Соблазнительно. И всё же…
Уловив мои колебания, он фыркает.
— Ваня, ну ты чтоу? Что прошло, то прошло, все прекрасно управились без тебяу, и мир-р не пер-ревернулся! Так что — узбагойся!
Ну и ладно! С удовольствием ложусь на спину, раскинув руки, и бездумно гляжу в просвечивающееся сквозь серебристо-зелёную листву небо. Гулять так гулять!
Басовито гудящий шмель пролетает настолько близко, что видны обножки — шарики пыльцы на лапках. Значит, где-то неподалёку поле или цветущий лужок… или поляна. Побродить бы и там, бездумно, просто любуясь… Как здесь всё-таки хорошо и спокойно! Но шило, с недавних пор прочно угнездившееся в некоей точке, не даёт покоя. Приподнимаюсь на локте.
— Тимыч, я же всё равно не усижу! Меня просто разбирает от любопытства. Как прошли именины бабушки Софи? Получила ли Мирабель собственный праздник? Не обиделась ли Элли за то, что я оставила её одну управляться в Эль Торресе? И не принялся ли дон Теймур за старое? И как там…
— Завтр-рау, — приоткрыв синий глаз, сообщает кот, прерывая словесный поток. А я, как разогнавшийся локомотив, не могу сразу затормозить:
— А ещё есть Глория, и дон Куадро, и Васюта, с которым бабушка собиралась переговорить… Что?
— Я сказал — завтр-рау. Я научу тебя пользоваться зеркалоум. Любым. Но только уговор: час пр-росмотрау в день. Не большеу.

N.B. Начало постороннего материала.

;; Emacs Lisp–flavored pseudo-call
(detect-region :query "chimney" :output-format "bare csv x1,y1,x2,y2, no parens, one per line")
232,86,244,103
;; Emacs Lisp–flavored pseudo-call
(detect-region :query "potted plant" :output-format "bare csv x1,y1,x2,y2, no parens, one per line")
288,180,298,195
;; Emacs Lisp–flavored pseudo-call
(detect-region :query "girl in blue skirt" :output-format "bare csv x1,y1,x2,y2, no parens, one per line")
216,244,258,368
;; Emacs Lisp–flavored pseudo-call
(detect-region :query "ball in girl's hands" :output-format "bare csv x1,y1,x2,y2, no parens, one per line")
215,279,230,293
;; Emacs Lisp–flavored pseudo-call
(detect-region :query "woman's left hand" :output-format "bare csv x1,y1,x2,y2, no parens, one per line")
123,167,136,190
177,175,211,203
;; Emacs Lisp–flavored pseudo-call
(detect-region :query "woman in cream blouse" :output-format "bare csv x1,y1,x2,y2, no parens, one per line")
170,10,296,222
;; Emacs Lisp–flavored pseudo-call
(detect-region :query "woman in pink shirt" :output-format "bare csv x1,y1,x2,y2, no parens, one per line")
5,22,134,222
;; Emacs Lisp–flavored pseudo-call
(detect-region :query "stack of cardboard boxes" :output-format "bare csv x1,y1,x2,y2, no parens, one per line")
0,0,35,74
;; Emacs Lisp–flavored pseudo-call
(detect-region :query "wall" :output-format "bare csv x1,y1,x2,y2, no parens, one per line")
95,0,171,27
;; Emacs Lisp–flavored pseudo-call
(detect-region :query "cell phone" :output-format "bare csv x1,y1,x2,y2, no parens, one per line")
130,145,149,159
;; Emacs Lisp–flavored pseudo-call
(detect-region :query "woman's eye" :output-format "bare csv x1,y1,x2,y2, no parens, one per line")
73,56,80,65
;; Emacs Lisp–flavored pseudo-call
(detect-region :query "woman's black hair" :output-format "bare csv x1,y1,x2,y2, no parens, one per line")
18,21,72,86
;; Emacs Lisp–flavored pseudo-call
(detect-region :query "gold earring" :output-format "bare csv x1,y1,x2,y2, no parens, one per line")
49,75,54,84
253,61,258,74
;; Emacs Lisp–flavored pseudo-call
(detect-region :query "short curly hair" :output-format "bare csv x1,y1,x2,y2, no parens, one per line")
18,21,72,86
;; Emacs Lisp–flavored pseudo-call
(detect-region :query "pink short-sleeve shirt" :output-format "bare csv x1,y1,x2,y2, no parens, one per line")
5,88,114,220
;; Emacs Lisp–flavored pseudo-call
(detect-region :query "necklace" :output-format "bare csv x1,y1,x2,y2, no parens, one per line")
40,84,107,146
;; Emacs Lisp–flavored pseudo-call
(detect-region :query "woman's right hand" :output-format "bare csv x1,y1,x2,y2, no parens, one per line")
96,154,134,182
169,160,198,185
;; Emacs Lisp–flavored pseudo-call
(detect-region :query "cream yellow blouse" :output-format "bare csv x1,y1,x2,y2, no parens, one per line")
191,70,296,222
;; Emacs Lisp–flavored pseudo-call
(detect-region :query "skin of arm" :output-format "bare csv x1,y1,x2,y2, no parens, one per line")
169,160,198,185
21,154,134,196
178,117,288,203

— Тим-Тим! — начинаю вкрадчиво.
— Я непоудкупен!
И переворачивается на спину, подставляя солнечным лучам, пробивающимся сквозь листву, великолепное тугое и мохнатое пузо. Я не сдаюсь.
— А если… если я… если мы с твоей помощью перенесём сюда девочек? Представляешь, как они обрадуются? Они будут гладить и восхвалять тебя день и ночь!
Кот внезапно переворачивается и садится. Спрашивает взволнованно:
— А они пр-ринесут с собой чучундр-риков?
— Да наделают прямо тут, сколько угодно.
— А… мышку, мою хор-рошенькую такую, мою любименькую кр-расненькую мышку? Я однажды загнал её под ковёр-р и всё никак не мог достауть, а вы никто меня не поняли, когда я пр-росил помочь! Пр-ринесут мышку?
— Вспомни, где ты её потерял, и они найдут, непременно!
— И мячик?
— И мячик, — соглашаюсь я. — Добавишь время у зеркала?
Он фыркает.
— Вот ещё! Хозяин я своему слову или нет? Добавлю Маше или Соне за их подар-рки, пусть смотр-рят и учатся. А ты пр-росто пр-роверишь, как у них получается. А то от тебя снега зимой не дождёшься! Даже бантик не навязала на вер-рёвочку, бедному сироте поигр-раться…
***11.2
«Ма!»
Из состояния лёгкой дремоты меня выводит испуганный вскрик Рикки.
«Ма! Тут странное!»
К счастью, ива, на которой мы с Тимычем пристроились, достаточно стара и широка, а то от неожиданности, да ещё со сна, я так с неё и кувыркнулась бы. Тут хоть и мелко, а в том, чтобы вымокнуть, хорошего мало. Переведя дух, пытаюсь осмыслить, что, собственно, происходит. Не иначе, как кидрик во что-то влип. Иначе не воззвал бы ко мне таким образом; он ведь не любит мыслесвязь, предпочитая явиться лично.
«Рикки, мой хороший, что стряслось? Говори быстро, чем помочь и где ты?»
«Ой, ты лучше сама посмотри, — лепечет он с запинкой. — Сам не пойму…»
Скачущие вверх-вниз стены, по которым я опознаю одну из галерей Эль Торреса. Кажется, я смотрю на свет глазами моего фамильяра. Он что, удирает?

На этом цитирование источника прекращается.